Our 10 Most Outstanding Worldwide Releases of This Past Year
As the year draws to a close, we reflect on the international music that expanded horizons. We explore ten notable albums that shaped the year in music.
Number Ten: Sarathy Korwar – There Already Is Beauty
A continuous, 40-minute suite of repetitive percussion could sound like it isn't the easiest listening experience. But, south Asian drummer and composer Sarathy Korwar converts this insistent rhythm into a strangely alluring piece. Leading an trio of three drummers, Korwar creates a intricate percussive dialect across the record's ten sections. His composition draws from the phasing techniques of Steve Reich combined with Indian classical phrasing, all anchored in the recurrence of a ongoing, driving refrain. As the album progresses, this refrain begins to emulate the hypnotic repetition of devotional music, drawing the listener deeper into Korwar's singular percussive realm.

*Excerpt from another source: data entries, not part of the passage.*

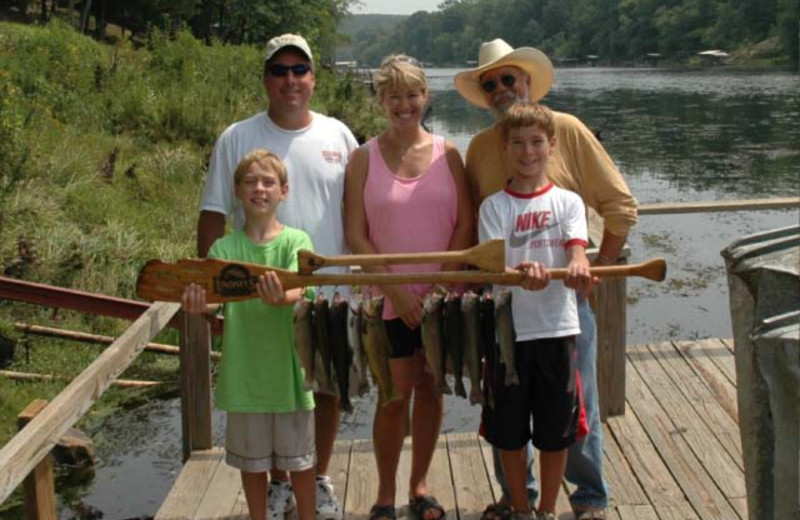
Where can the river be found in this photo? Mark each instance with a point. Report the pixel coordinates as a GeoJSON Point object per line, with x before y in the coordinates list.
{"type": "Point", "coordinates": [695, 135]}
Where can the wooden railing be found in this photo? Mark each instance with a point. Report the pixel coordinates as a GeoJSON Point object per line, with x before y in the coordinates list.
{"type": "Point", "coordinates": [26, 456]}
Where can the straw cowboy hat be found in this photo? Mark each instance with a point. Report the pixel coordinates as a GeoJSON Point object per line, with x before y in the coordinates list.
{"type": "Point", "coordinates": [497, 53]}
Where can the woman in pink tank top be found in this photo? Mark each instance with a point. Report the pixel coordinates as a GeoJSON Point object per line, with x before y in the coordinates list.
{"type": "Point", "coordinates": [405, 193]}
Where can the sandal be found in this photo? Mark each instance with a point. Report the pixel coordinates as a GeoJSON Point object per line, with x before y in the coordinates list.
{"type": "Point", "coordinates": [422, 504]}
{"type": "Point", "coordinates": [377, 512]}
{"type": "Point", "coordinates": [590, 514]}
{"type": "Point", "coordinates": [496, 512]}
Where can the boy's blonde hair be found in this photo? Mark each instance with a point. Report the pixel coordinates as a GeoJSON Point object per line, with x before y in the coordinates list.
{"type": "Point", "coordinates": [399, 71]}
{"type": "Point", "coordinates": [265, 159]}
{"type": "Point", "coordinates": [521, 115]}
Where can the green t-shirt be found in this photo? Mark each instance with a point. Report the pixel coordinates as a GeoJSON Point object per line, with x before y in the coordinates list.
{"type": "Point", "coordinates": [260, 370]}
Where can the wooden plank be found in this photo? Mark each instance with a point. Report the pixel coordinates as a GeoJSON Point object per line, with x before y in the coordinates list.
{"type": "Point", "coordinates": [39, 485]}
{"type": "Point", "coordinates": [471, 482]}
{"type": "Point", "coordinates": [338, 468]}
{"type": "Point", "coordinates": [693, 479]}
{"type": "Point", "coordinates": [719, 384]}
{"type": "Point", "coordinates": [718, 205]}
{"type": "Point", "coordinates": [658, 484]}
{"type": "Point", "coordinates": [701, 399]}
{"type": "Point", "coordinates": [240, 511]}
{"type": "Point", "coordinates": [21, 454]}
{"type": "Point", "coordinates": [193, 481]}
{"type": "Point", "coordinates": [611, 308]}
{"type": "Point", "coordinates": [221, 494]}
{"type": "Point", "coordinates": [688, 424]}
{"type": "Point", "coordinates": [362, 482]}
{"type": "Point", "coordinates": [625, 487]}
{"type": "Point", "coordinates": [641, 512]}
{"type": "Point", "coordinates": [195, 369]}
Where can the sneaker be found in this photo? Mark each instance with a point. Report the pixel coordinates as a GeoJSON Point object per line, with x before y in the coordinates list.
{"type": "Point", "coordinates": [328, 507]}
{"type": "Point", "coordinates": [280, 499]}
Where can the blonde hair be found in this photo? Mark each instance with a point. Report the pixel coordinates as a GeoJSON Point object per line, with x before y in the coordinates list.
{"type": "Point", "coordinates": [399, 71]}
{"type": "Point", "coordinates": [265, 159]}
{"type": "Point", "coordinates": [521, 115]}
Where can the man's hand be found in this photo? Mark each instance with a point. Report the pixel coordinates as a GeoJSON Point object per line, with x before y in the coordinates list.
{"type": "Point", "coordinates": [536, 276]}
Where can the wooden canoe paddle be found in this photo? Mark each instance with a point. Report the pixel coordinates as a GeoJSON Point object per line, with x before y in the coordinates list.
{"type": "Point", "coordinates": [235, 281]}
{"type": "Point", "coordinates": [489, 256]}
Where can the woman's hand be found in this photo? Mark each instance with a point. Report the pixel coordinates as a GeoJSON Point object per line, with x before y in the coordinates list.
{"type": "Point", "coordinates": [536, 276]}
{"type": "Point", "coordinates": [407, 305]}
{"type": "Point", "coordinates": [270, 289]}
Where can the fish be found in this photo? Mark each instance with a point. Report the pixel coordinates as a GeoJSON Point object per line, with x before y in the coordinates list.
{"type": "Point", "coordinates": [304, 340]}
{"type": "Point", "coordinates": [324, 359]}
{"type": "Point", "coordinates": [377, 347]}
{"type": "Point", "coordinates": [354, 340]}
{"type": "Point", "coordinates": [489, 343]}
{"type": "Point", "coordinates": [470, 317]}
{"type": "Point", "coordinates": [341, 353]}
{"type": "Point", "coordinates": [504, 324]}
{"type": "Point", "coordinates": [454, 344]}
{"type": "Point", "coordinates": [432, 340]}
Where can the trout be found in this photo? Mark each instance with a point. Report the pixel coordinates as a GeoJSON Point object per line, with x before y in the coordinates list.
{"type": "Point", "coordinates": [489, 342]}
{"type": "Point", "coordinates": [504, 324]}
{"type": "Point", "coordinates": [472, 345]}
{"type": "Point", "coordinates": [340, 350]}
{"type": "Point", "coordinates": [304, 340]}
{"type": "Point", "coordinates": [376, 345]}
{"type": "Point", "coordinates": [432, 340]}
{"type": "Point", "coordinates": [324, 358]}
{"type": "Point", "coordinates": [354, 340]}
{"type": "Point", "coordinates": [453, 326]}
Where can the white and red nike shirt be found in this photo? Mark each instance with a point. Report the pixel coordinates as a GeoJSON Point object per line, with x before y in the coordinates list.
{"type": "Point", "coordinates": [538, 227]}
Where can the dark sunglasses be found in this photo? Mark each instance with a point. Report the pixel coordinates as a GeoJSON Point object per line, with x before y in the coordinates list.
{"type": "Point", "coordinates": [279, 69]}
{"type": "Point", "coordinates": [507, 80]}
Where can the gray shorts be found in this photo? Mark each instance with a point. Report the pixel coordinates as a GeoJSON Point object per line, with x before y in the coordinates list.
{"type": "Point", "coordinates": [258, 442]}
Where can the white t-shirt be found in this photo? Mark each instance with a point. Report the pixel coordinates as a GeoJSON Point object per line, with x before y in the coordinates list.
{"type": "Point", "coordinates": [315, 159]}
{"type": "Point", "coordinates": [538, 227]}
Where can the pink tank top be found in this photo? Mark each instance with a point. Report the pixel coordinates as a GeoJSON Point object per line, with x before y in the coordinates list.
{"type": "Point", "coordinates": [410, 215]}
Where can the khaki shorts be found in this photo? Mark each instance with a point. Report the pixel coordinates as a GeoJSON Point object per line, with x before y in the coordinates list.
{"type": "Point", "coordinates": [258, 442]}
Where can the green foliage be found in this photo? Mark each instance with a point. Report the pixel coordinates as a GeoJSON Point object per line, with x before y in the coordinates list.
{"type": "Point", "coordinates": [618, 31]}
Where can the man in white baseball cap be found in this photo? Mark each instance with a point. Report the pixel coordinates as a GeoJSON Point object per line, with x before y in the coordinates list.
{"type": "Point", "coordinates": [315, 149]}
{"type": "Point", "coordinates": [579, 163]}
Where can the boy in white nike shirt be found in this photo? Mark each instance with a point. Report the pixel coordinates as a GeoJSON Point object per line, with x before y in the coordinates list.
{"type": "Point", "coordinates": [543, 226]}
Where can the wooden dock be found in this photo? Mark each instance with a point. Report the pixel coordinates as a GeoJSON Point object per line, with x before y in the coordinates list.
{"type": "Point", "coordinates": [675, 454]}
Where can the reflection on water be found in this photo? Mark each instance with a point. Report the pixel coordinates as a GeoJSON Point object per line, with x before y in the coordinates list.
{"type": "Point", "coordinates": [677, 136]}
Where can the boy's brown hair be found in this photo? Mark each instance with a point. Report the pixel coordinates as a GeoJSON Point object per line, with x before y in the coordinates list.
{"type": "Point", "coordinates": [521, 115]}
{"type": "Point", "coordinates": [266, 159]}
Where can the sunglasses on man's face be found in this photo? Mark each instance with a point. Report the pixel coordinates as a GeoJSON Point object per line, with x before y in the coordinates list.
{"type": "Point", "coordinates": [279, 69]}
{"type": "Point", "coordinates": [507, 80]}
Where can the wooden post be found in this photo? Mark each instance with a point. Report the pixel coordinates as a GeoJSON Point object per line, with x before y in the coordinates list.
{"type": "Point", "coordinates": [195, 363]}
{"type": "Point", "coordinates": [39, 485]}
{"type": "Point", "coordinates": [611, 298]}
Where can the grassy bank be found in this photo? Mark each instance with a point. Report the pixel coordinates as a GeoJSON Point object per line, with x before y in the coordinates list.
{"type": "Point", "coordinates": [103, 151]}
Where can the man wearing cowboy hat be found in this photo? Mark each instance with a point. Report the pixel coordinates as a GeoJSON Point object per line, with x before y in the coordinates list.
{"type": "Point", "coordinates": [505, 76]}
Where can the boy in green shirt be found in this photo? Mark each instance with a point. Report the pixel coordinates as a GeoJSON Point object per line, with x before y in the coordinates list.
{"type": "Point", "coordinates": [270, 419]}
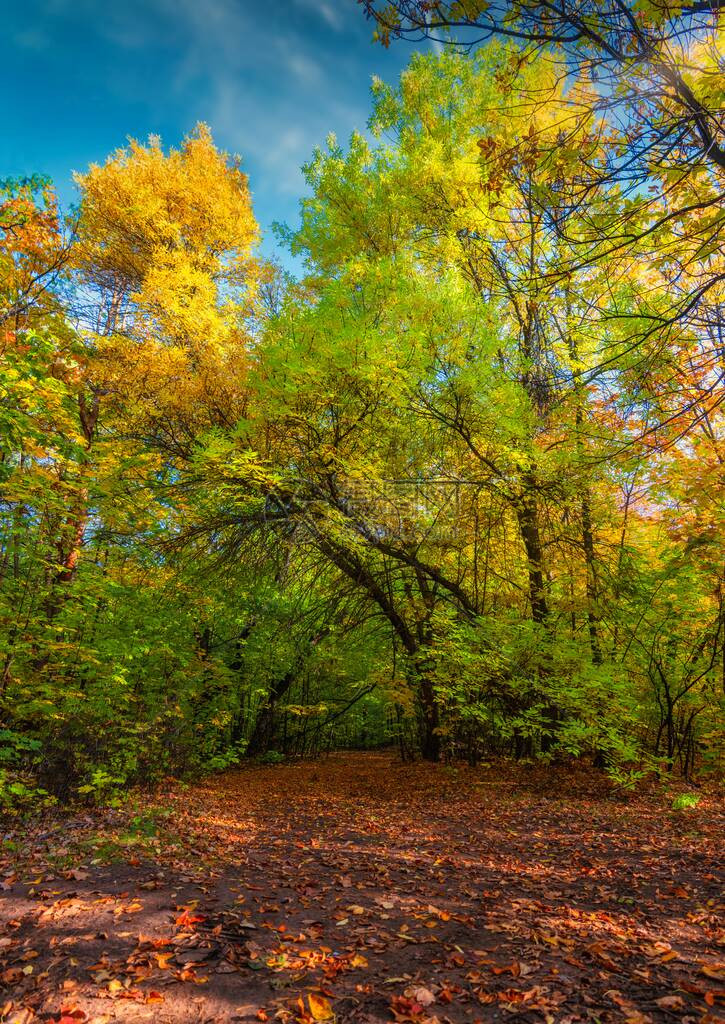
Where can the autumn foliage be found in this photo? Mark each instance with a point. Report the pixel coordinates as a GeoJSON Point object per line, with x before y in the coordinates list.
{"type": "Point", "coordinates": [458, 491]}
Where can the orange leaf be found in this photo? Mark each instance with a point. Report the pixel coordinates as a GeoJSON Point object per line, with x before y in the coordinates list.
{"type": "Point", "coordinates": [320, 1008]}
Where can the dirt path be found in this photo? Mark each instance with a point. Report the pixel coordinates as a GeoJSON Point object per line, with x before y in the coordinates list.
{"type": "Point", "coordinates": [371, 891]}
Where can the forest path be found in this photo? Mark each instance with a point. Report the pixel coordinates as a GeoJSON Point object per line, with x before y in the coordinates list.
{"type": "Point", "coordinates": [372, 891]}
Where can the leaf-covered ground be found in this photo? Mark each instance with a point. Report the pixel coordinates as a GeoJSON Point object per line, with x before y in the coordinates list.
{"type": "Point", "coordinates": [373, 892]}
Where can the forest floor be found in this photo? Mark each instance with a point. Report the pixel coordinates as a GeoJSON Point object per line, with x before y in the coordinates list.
{"type": "Point", "coordinates": [363, 890]}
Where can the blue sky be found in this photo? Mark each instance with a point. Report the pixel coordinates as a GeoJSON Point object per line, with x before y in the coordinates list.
{"type": "Point", "coordinates": [271, 79]}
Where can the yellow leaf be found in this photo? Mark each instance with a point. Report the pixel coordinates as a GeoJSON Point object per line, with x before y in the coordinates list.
{"type": "Point", "coordinates": [320, 1008]}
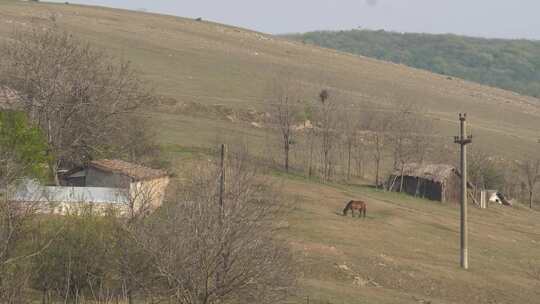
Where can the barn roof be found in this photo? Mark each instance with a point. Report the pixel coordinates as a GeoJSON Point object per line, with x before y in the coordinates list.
{"type": "Point", "coordinates": [433, 172]}
{"type": "Point", "coordinates": [8, 98]}
{"type": "Point", "coordinates": [137, 172]}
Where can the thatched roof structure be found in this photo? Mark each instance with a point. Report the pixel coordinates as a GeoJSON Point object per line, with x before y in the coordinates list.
{"type": "Point", "coordinates": [433, 172]}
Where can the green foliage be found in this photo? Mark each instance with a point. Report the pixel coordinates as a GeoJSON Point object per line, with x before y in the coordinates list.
{"type": "Point", "coordinates": [508, 64]}
{"type": "Point", "coordinates": [78, 261]}
{"type": "Point", "coordinates": [24, 143]}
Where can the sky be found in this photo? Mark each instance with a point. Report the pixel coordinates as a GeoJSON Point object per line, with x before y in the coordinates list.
{"type": "Point", "coordinates": [481, 18]}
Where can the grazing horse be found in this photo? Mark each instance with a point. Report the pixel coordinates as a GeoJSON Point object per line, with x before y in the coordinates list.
{"type": "Point", "coordinates": [356, 205]}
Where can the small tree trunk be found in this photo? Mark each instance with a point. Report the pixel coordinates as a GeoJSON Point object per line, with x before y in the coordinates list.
{"type": "Point", "coordinates": [287, 148]}
{"type": "Point", "coordinates": [377, 169]}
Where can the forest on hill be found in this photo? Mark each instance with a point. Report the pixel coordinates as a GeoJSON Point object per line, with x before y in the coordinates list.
{"type": "Point", "coordinates": [508, 64]}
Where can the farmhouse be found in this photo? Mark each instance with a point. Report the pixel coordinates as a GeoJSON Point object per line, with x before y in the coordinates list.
{"type": "Point", "coordinates": [102, 184]}
{"type": "Point", "coordinates": [8, 98]}
{"type": "Point", "coordinates": [438, 182]}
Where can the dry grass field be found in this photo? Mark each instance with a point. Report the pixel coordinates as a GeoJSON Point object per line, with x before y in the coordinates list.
{"type": "Point", "coordinates": [406, 251]}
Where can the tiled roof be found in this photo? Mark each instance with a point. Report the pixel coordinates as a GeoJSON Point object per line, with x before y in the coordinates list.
{"type": "Point", "coordinates": [134, 171]}
{"type": "Point", "coordinates": [32, 191]}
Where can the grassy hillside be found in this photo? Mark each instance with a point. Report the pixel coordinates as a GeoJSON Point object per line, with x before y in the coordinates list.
{"type": "Point", "coordinates": [406, 251]}
{"type": "Point", "coordinates": [508, 64]}
{"type": "Point", "coordinates": [190, 61]}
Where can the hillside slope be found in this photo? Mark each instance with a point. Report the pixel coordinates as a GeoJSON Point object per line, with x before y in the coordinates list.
{"type": "Point", "coordinates": [187, 60]}
{"type": "Point", "coordinates": [508, 64]}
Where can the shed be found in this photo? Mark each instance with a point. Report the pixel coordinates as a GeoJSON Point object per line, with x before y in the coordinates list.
{"type": "Point", "coordinates": [438, 182]}
{"type": "Point", "coordinates": [145, 185]}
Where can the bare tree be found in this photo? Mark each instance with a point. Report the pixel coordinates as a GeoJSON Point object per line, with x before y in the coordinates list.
{"type": "Point", "coordinates": [379, 125]}
{"type": "Point", "coordinates": [80, 97]}
{"type": "Point", "coordinates": [204, 253]}
{"type": "Point", "coordinates": [350, 125]}
{"type": "Point", "coordinates": [531, 173]}
{"type": "Point", "coordinates": [411, 137]}
{"type": "Point", "coordinates": [284, 108]}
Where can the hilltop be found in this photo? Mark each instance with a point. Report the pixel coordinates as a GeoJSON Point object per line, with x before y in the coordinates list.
{"type": "Point", "coordinates": [196, 61]}
{"type": "Point", "coordinates": [509, 64]}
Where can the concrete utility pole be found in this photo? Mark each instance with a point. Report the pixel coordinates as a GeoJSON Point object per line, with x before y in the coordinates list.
{"type": "Point", "coordinates": [463, 140]}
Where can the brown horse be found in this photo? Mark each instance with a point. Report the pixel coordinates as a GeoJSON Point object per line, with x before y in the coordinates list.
{"type": "Point", "coordinates": [356, 205]}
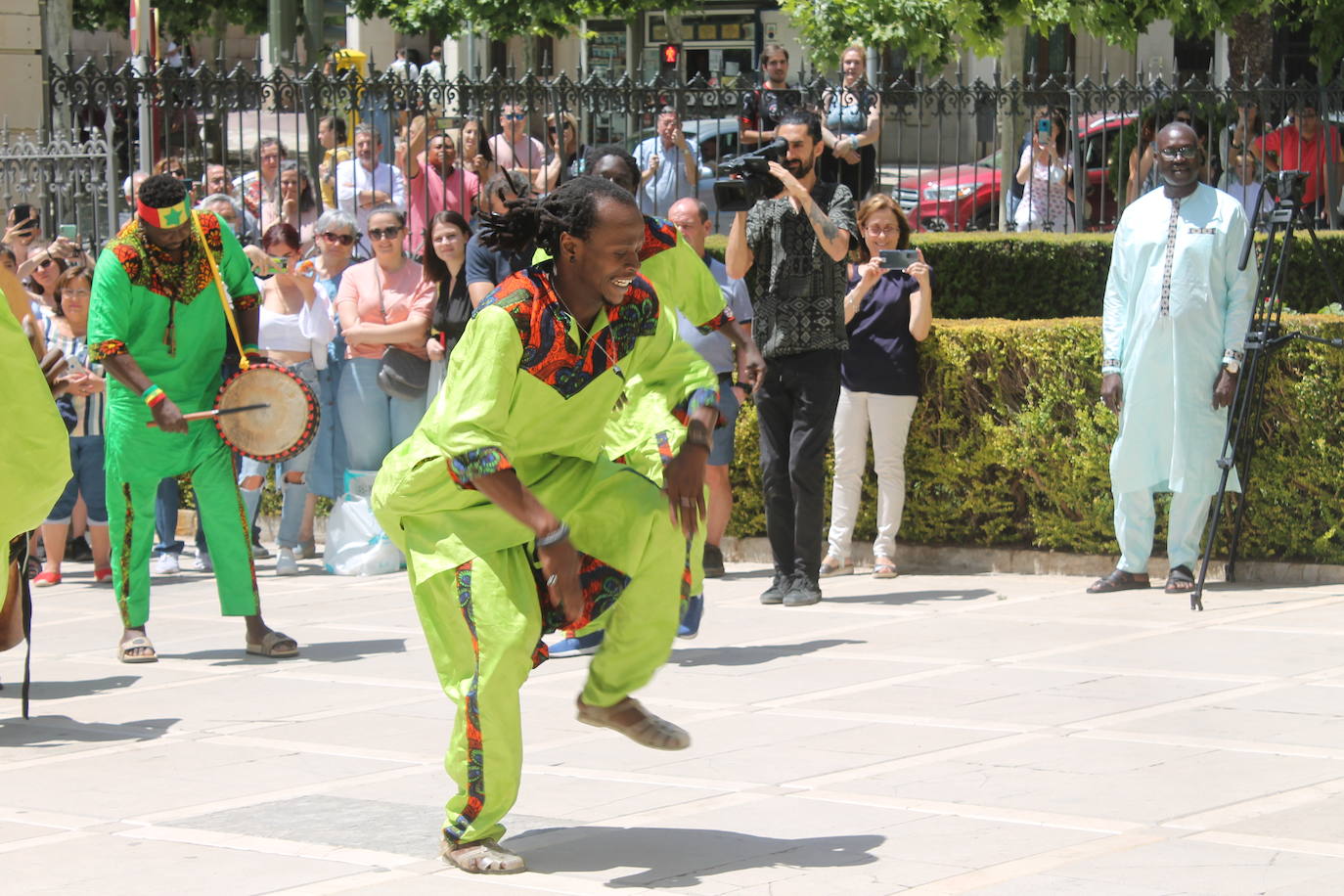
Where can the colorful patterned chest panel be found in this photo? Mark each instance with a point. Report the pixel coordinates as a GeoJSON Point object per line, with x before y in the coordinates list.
{"type": "Point", "coordinates": [658, 237]}
{"type": "Point", "coordinates": [154, 269]}
{"type": "Point", "coordinates": [549, 352]}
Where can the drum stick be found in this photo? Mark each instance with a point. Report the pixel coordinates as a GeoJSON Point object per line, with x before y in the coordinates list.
{"type": "Point", "coordinates": [203, 416]}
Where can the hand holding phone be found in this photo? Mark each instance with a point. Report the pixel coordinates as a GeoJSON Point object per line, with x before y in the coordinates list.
{"type": "Point", "coordinates": [898, 258]}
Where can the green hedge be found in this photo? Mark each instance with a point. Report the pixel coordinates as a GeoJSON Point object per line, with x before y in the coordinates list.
{"type": "Point", "coordinates": [1009, 446]}
{"type": "Point", "coordinates": [1045, 276]}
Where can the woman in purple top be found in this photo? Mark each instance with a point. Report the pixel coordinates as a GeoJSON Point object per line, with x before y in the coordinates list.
{"type": "Point", "coordinates": [887, 315]}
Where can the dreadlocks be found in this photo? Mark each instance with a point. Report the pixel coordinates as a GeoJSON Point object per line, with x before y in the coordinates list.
{"type": "Point", "coordinates": [568, 209]}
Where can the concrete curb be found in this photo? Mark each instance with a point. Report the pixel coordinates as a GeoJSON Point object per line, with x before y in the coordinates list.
{"type": "Point", "coordinates": [933, 559]}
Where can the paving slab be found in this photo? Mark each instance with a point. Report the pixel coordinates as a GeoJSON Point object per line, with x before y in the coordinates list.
{"type": "Point", "coordinates": [933, 734]}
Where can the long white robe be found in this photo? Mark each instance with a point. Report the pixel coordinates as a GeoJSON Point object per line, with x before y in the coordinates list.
{"type": "Point", "coordinates": [1175, 306]}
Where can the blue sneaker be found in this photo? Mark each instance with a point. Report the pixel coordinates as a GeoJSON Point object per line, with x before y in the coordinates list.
{"type": "Point", "coordinates": [575, 647]}
{"type": "Point", "coordinates": [691, 612]}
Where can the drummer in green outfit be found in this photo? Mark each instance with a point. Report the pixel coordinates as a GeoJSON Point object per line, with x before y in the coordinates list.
{"type": "Point", "coordinates": [514, 520]}
{"type": "Point", "coordinates": [157, 321]}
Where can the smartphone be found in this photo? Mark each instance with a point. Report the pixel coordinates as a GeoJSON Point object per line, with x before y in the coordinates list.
{"type": "Point", "coordinates": [898, 258]}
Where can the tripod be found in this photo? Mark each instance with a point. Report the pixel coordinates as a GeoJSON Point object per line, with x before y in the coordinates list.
{"type": "Point", "coordinates": [1264, 337]}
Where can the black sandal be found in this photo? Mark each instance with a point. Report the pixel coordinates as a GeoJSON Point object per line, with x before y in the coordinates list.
{"type": "Point", "coordinates": [1181, 576]}
{"type": "Point", "coordinates": [1118, 580]}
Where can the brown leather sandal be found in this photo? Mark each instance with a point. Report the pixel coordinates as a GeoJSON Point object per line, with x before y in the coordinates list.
{"type": "Point", "coordinates": [482, 857]}
{"type": "Point", "coordinates": [647, 731]}
{"type": "Point", "coordinates": [1118, 580]}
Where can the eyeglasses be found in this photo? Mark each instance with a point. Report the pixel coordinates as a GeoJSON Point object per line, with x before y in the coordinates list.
{"type": "Point", "coordinates": [1172, 154]}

Number Nine: The Lebanese Artist Yasmine Hamdan – I Forget, I Remember
Following an long absence, Arab vocalist and composer Yasmine Hamdan re-emerges with a melancholy collection of songs. The work builds upon the Arabic-sung, dub-influenced aesthetic that made her a staple in the region's indie music scene since the 1990s. Hamdan's voice is gentle and ruminative, delivering delicate melodies atop the bowing strings of a track like Hon and the rumbling trip-hop groove of Vows. For more upbeat numbers such as Shadia and Abyss, she adopts a wavering, longing vocal technique over electronic lines with North African flavors and skittering electronic percussion. The musical backdrop is sparse and subtle, yet this simplicity offers the perfect environment for Hamdan's emotive lyricism to take center stage. This is a record that justifies the long anticipation.
8. The Mexican Producer Debit – Desaceleradas
From Mexico electronic artist Debit specializes in uncanny reworkings of historical sounds. For her new album, Desaceleradas, she turns her attention to the 90s style of cumbia rebajada – a slowed, dubby interpretation of the shuffling Latin American musical style. Debit slows this sound to a near-halt, processing its characteristic synths and syncopated rhythm through sheets of sludge and static to generate a fresh, sinister groove. Sometimes atmospheric and discomfiting, Debit morphs the celebratory party music of cumbia into a enduring, ghostly afterimage.
Number Seven: The São Paulo Producer DJ K – Liberator Radio!
Sheer intensity is the key term for the music of Brazilian producer Kaique Vieira, also known as DJ K. Coining his own genre of "bruxaria" (witchcraft), Vieira stacks a cacophony of sirens, pummeling bass tones and shouted lyrics over the enduring Brazilian genre of baile funk. This emulates the energetic sound of urban celebrations. On his follow-up release, Radio Libertadora!, Vieira ramps up the ferocity, adding everything from driving techno rhythms to the sound of the Islamic call to prayer into his unruly bruxaria mix. The result is a particularly frenetic and deafeningly intense forty-minute sonic journey. Surrender to the assault and Vieira's unapologetic productions become unexpectedly freeing.
Number Six: Mohinder Kaur Bhamra – Disco Punjabi
Religious vocalist Mohinder Kaur Bhamra's record from 1982 of disco music and Punjabi folk melodies is a rediscovered masterpiece. Produced by her son, music producer Kuljit Bhamra, Punjabi Disco's ten tracks offer an unusually captivating blend of the metallic sound of early synthesizers and drum machines with her ornate classical Indian singing style. Electronic percussion mirrors the wavelike tones of the traditional drums, while synthesiser melody parallels the classic sound of the harmonium on tracks such as Pyar Mainu Kar. At other times, Latin-inflected grooves takes center stage on Soniya Mukh Tera, and Nainan Da Pyar De Gaya boasts a driving walking disco bassline. It's a dancefloor fusion pioneered more than ten years before the Asian Underground explosion.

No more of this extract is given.